После института Наташа учила школьников географии. От слова «география» в ее голове распахивались просторы: ястреб парит над маковой степью, глухо шумит ночное море, высоко над головой качаются ядовитые лилейные цветы, а в самом низу круглой тяжелой земли, там, где синяя авоська меридианов стянута в тугой узелок, заиндевевший лыжник вслед за плачущими собачками медленно, вверх ногами бредет по нежным ледяным полянам Земли Королевы Мод. Но говорить об этом она не умела, да никто и не просил, да и не было на свете такой науки, что изучала бы запах ночного сада, вой морской пены, темный блеск океанских жемчужин и глухой стук одинокого сердца. Что, если бы дети догадались – какой стыд, – что «месторождение бокситов» представляется Наташе – унылой, носатой училке – лесной пещеркой, откуда вываливаются одна за другой толстенькие, рыжеватые, гладкие собачки в круглых спортивных бойцовских перчатках, а «чугун» – черноволосым китайским князьком в переливчатом халате.

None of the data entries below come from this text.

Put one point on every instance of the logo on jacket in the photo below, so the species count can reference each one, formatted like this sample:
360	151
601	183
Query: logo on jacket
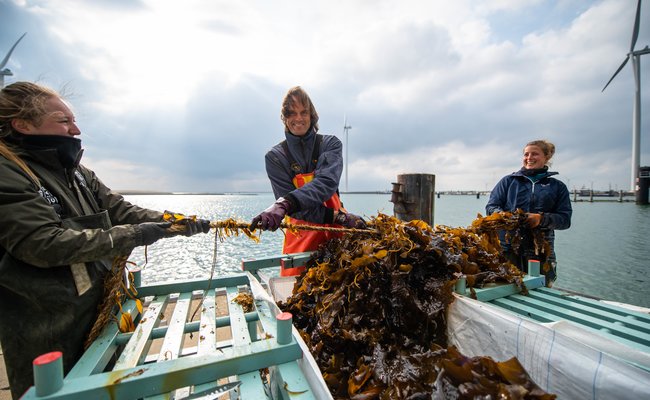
80	178
52	200
49	197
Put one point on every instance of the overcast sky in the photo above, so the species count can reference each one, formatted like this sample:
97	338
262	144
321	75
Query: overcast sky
185	95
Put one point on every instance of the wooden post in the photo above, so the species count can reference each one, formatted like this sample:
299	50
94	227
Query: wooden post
413	197
642	185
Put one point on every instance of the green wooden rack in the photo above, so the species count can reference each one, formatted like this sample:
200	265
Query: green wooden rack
264	358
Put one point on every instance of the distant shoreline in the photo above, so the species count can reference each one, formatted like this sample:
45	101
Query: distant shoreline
155	193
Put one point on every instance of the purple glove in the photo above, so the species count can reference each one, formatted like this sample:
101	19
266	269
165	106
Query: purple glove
271	218
194	227
349	220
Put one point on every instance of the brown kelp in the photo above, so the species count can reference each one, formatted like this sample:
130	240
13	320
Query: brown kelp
372	310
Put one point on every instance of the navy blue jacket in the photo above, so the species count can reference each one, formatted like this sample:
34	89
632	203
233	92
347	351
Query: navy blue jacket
307	201
548	196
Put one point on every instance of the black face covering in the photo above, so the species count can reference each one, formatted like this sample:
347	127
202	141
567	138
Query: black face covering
68	148
535	171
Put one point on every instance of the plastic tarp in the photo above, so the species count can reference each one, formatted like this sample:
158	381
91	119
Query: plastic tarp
561	357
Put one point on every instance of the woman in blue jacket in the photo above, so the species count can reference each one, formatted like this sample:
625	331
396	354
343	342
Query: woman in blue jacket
546	201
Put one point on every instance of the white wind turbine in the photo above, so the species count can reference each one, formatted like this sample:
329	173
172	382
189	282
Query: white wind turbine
635	56
5	71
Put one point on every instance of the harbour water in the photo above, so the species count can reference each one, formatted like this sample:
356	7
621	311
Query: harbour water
604	254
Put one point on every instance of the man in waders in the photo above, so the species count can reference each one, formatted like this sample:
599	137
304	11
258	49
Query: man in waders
304	170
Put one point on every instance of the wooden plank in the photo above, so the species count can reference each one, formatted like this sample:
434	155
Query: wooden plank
611	312
238	324
208	324
252	386
208	333
292	382
190	286
100	352
151	379
137	347
538	311
173	342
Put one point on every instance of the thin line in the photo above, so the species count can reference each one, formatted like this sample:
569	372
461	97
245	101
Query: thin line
548	362
593	385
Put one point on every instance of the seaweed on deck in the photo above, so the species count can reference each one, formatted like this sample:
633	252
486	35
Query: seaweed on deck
371	309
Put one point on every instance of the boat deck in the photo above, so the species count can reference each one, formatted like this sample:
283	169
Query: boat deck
262	357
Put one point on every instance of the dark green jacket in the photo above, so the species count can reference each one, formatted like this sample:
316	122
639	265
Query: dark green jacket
71	218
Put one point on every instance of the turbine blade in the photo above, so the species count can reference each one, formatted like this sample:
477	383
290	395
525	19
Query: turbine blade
635	31
615	73
6	59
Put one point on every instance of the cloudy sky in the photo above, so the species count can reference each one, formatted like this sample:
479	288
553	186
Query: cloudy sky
185	96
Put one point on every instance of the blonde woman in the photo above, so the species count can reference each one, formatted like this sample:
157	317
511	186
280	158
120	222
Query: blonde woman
546	201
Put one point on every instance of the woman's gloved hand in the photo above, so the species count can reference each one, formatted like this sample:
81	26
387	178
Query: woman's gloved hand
148	233
192	227
349	220
533	219
271	218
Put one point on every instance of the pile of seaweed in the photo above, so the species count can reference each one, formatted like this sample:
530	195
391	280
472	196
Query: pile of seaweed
371	309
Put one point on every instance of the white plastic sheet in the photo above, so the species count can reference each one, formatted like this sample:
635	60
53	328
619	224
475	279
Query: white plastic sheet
561	358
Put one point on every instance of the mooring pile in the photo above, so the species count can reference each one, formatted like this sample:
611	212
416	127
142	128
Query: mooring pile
371	309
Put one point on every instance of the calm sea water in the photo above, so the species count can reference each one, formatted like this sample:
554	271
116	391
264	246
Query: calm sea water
605	253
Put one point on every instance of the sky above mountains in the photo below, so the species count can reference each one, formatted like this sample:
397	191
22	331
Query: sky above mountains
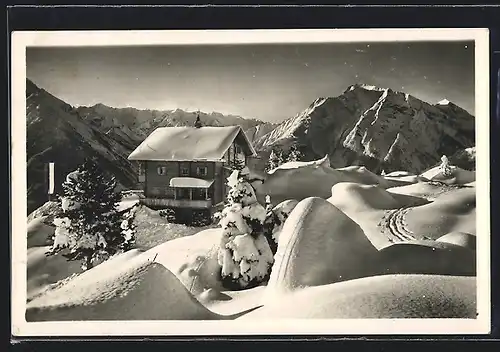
268	82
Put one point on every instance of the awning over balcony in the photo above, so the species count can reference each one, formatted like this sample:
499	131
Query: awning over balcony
190	182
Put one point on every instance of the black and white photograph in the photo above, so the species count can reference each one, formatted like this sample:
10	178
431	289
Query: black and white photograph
250	182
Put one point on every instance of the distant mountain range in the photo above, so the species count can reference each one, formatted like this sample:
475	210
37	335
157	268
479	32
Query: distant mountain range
376	127
58	132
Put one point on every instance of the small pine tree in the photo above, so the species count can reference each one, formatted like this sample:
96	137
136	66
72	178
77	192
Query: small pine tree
90	227
244	253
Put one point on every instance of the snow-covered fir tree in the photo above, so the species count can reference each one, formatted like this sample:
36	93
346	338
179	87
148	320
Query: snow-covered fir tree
445	166
89	227
276	158
294	154
244	253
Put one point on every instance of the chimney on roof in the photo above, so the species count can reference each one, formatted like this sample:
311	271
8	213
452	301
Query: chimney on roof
197	124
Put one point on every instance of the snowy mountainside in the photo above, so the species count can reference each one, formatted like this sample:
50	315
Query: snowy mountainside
135	125
56	133
256	132
377	127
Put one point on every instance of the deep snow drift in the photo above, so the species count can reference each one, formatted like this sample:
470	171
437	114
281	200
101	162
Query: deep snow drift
361	246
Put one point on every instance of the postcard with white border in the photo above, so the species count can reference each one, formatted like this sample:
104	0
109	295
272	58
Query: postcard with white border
250	182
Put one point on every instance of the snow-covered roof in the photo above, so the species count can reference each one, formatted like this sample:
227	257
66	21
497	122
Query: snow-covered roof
190	143
190	182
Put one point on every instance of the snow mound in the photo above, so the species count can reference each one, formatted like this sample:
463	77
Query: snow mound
43	271
450	212
458	175
379	297
399	174
318	245
428	257
136	290
299	180
192	259
276	218
458	238
353	197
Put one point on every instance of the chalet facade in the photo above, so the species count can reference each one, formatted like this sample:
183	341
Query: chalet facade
185	168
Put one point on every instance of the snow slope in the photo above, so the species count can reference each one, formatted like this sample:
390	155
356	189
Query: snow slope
378	297
137	290
299	180
376	127
56	132
316	229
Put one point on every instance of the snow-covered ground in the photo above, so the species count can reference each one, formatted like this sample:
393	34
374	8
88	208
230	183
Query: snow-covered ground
355	245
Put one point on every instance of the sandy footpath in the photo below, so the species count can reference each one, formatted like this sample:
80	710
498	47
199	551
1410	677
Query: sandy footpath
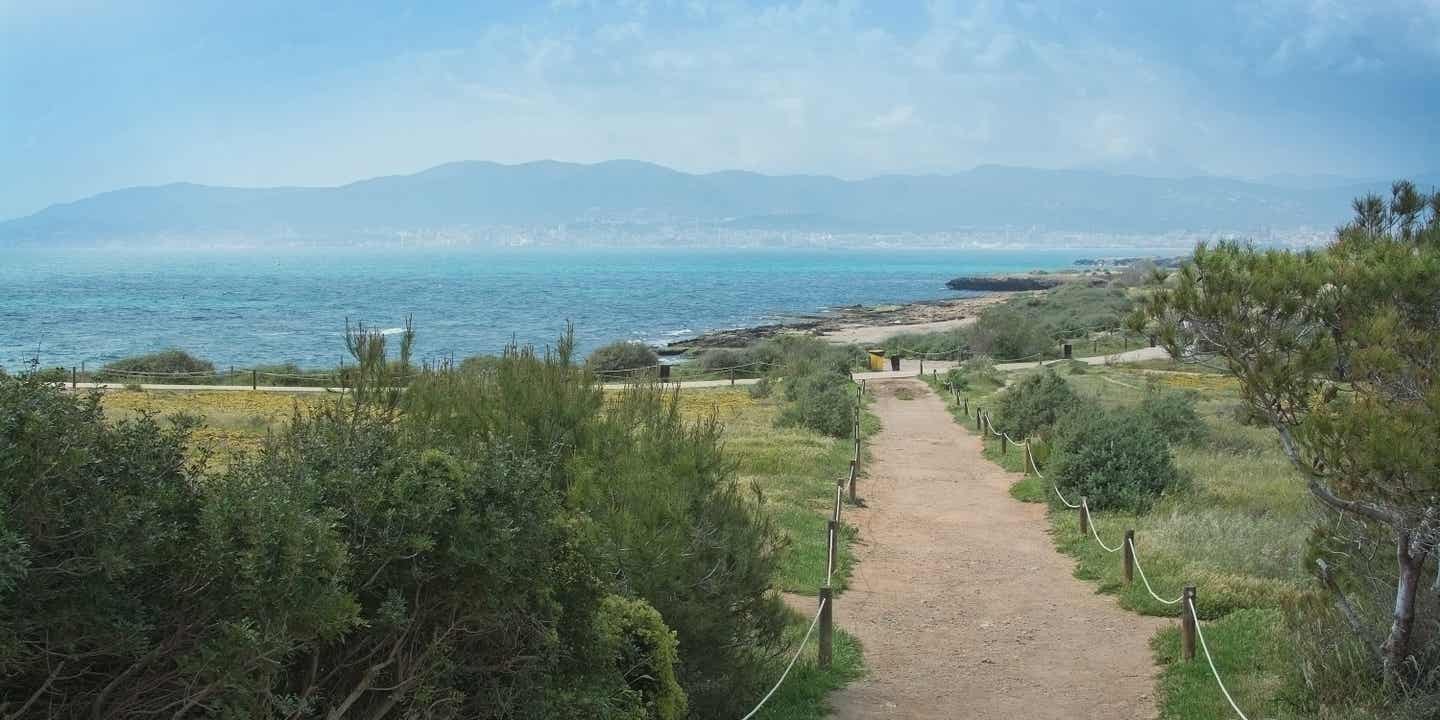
961	601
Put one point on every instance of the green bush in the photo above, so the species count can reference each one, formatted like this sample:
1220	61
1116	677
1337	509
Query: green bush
493	546
958	379
663	503
761	388
1116	458
166	362
1172	414
1010	334
822	402
1033	405
644	653
622	356
792	354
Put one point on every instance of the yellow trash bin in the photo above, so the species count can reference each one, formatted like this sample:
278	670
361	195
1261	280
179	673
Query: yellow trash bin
877	360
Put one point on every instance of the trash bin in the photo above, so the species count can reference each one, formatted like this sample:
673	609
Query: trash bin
877	359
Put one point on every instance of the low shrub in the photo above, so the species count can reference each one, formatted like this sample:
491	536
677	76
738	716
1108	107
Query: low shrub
792	354
761	389
821	402
1172	412
644	653
958	379
625	354
1116	458
1033	405
1008	334
166	362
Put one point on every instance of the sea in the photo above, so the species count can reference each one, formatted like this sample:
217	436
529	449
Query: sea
242	307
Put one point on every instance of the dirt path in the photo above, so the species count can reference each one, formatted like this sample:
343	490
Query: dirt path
962	604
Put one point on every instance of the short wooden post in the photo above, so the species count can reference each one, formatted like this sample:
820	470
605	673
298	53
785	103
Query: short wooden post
853	473
831	546
1187	624
827	627
1129	556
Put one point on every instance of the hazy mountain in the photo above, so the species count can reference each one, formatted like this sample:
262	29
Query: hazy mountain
630	193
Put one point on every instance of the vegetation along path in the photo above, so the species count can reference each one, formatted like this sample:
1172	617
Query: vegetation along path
962	604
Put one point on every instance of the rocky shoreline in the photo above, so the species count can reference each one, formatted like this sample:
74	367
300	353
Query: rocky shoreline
863	324
850	324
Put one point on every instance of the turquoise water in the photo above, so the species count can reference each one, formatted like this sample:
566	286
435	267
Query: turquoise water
245	307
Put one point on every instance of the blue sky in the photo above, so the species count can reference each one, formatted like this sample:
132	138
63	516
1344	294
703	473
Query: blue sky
97	95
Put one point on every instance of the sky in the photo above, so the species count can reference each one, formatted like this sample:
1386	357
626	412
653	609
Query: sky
98	95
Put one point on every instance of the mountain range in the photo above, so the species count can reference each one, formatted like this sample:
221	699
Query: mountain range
470	196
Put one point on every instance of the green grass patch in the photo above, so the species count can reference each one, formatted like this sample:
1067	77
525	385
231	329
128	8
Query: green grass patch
795	471
802	694
1237	532
1250	653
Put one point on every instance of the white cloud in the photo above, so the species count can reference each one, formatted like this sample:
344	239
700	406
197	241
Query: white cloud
897	115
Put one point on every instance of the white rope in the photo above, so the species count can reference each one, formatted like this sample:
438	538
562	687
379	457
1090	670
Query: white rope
1062	497
801	648
1211	661
1090	522
1135	558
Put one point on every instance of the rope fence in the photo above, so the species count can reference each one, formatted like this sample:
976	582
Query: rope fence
1131	562
824	615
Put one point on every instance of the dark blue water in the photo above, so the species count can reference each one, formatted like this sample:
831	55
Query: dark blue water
245	307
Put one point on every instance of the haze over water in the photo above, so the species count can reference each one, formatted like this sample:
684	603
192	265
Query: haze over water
249	307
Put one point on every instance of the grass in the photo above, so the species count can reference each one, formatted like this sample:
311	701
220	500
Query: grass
795	471
1249	650
1237	530
802	694
234	421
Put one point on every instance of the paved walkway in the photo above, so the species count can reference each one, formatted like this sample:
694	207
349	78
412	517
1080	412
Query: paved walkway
961	601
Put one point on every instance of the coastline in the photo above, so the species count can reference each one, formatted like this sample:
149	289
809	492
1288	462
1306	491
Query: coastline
853	324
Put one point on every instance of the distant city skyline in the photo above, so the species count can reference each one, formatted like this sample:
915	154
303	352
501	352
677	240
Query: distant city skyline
105	95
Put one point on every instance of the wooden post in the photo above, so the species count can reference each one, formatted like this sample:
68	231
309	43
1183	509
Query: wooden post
1129	556
827	627
1187	624
853	473
831	546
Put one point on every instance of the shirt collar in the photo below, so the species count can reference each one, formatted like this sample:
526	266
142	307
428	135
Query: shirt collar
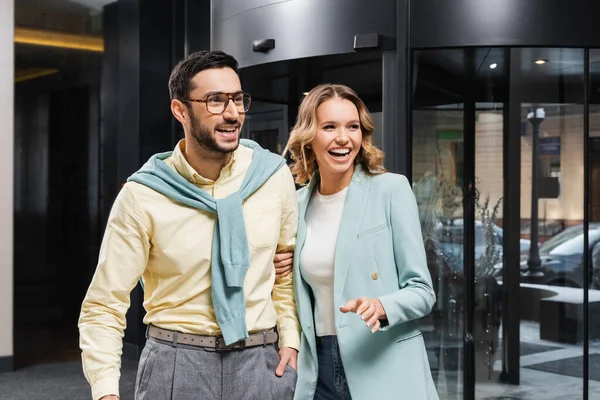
185	169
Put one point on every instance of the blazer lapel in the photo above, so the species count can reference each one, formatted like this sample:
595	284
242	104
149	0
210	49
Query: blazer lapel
354	207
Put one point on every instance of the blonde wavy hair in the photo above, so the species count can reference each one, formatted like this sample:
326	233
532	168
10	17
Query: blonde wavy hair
305	129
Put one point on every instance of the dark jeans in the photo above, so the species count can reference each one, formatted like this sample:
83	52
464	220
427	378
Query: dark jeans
332	383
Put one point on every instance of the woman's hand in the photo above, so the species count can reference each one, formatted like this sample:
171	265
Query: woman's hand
370	310
283	264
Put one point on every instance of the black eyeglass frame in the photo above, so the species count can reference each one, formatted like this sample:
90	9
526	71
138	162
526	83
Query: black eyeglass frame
230	97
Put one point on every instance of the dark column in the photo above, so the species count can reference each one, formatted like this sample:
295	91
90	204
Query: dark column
142	40
512	224
396	80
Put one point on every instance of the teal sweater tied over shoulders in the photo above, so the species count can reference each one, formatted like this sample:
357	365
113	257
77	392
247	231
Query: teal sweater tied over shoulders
230	253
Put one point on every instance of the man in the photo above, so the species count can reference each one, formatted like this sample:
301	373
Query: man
200	226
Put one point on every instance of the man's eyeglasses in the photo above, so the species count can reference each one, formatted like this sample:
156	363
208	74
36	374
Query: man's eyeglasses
217	103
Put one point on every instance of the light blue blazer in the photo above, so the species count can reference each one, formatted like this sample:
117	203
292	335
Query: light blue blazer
379	253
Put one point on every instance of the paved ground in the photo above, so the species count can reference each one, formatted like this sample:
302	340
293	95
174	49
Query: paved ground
65	380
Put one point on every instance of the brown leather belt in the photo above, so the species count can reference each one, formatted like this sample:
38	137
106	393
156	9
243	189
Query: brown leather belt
211	342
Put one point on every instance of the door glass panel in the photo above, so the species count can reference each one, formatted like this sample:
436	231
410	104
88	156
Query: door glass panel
551	92
518	93
437	156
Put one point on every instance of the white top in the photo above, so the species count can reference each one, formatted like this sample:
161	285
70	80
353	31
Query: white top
323	218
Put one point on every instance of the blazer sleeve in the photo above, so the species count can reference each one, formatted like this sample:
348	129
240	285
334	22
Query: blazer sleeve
415	297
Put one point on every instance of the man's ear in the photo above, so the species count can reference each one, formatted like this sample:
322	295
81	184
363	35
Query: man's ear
180	111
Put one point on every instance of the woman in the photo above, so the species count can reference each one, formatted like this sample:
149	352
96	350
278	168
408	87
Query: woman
360	270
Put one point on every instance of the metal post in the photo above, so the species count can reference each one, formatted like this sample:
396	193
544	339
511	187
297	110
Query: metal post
535	117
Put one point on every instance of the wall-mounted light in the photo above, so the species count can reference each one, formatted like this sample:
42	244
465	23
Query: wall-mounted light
58	39
22	75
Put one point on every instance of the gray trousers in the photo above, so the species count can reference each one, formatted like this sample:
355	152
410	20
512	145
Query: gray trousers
182	372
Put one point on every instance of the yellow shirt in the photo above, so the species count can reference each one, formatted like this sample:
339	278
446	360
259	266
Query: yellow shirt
170	245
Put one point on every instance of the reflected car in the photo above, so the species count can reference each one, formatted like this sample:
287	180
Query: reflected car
450	239
561	259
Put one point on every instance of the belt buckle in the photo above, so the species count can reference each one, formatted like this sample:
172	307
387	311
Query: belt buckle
240	345
218	341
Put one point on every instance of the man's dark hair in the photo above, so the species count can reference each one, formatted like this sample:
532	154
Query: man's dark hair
180	82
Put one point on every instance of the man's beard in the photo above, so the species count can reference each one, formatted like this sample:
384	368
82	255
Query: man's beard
205	138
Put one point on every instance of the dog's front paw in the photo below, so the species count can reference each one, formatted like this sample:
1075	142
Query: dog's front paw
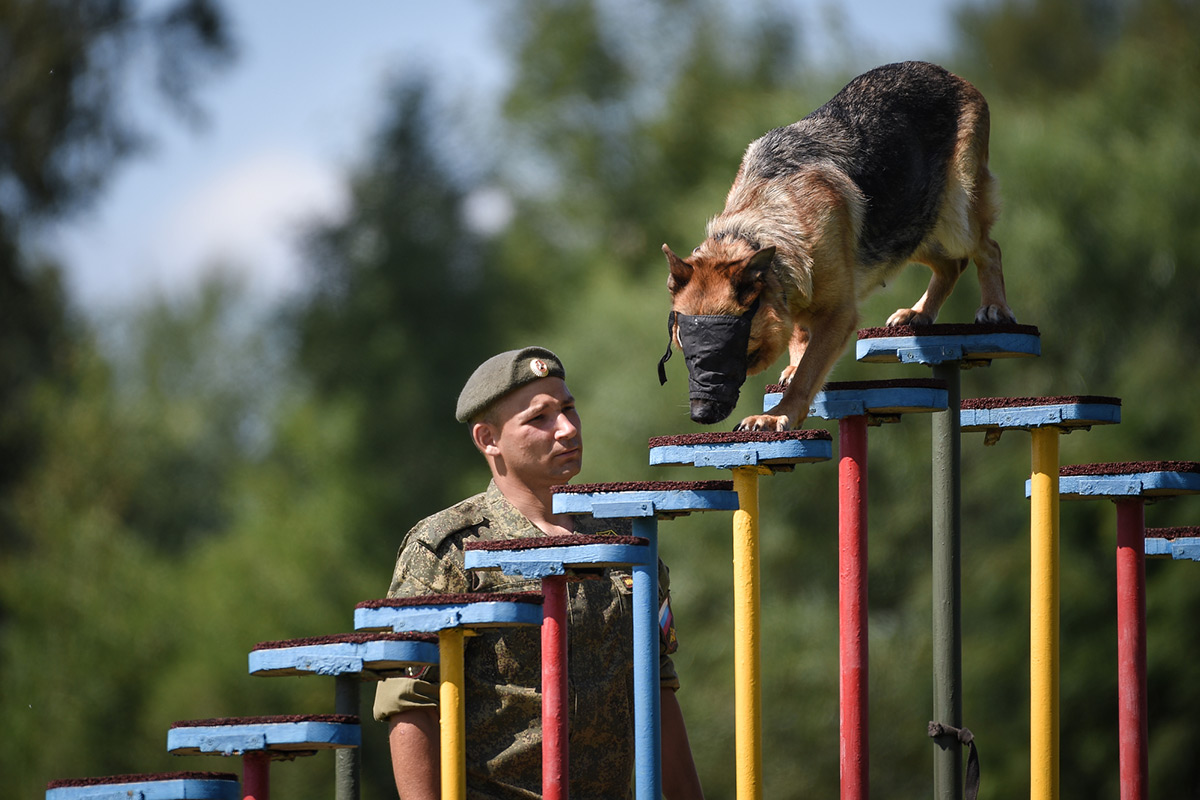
995	314
763	422
909	317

И, боясь разоблачения, Наташа говорила скучно и путано, смотрела умоляюще, побаивалась неловких, красноруких восьмиклассников, сама подсказывала ответы и с облегчением рисовала красивые синие пятерки.
Время шло, сердце билось, и никто не приходил любить Наташу. А ведь были предчувствия, были приметы и видения, двусмысленные знаки, что время от времени подает судьба, и разве не обещал ей что-то грозное, огромное, страшное до замирания сердца Желтый Месяц, выходивший с ножом из синих клубов тумана? Но теперь Желтый Месяц молчал и лишь играл черными резными тенями на бабушкиной могиле.
Через Наташино жилье пролег длинный коммунальный коридор, в полутьме над головой проплывают бубны тазов, пыльные эоловы арфы велосипедов, а над выходом, как на потревоженном, вставшем на дыбы чумном кладбище, сбились в кучу черные черепа электрических счетчиков, и бешено вертятся к ночи сплошные белые полосы зубов с одиноким кровавым зубиком, все убегающим вправо. Вечерами за чужими дверьми свистят, пыхают синим светом футболы, громко спорят чужие мужья; бабки, сидя на высоких постелях, почесывают ноги. Веселый слесарь на кухне тянет руки к молоденькой розовой соседке; соседка замахивается локтем, в восторге веселый слесарь: «Хар-рошая спортивная злость!»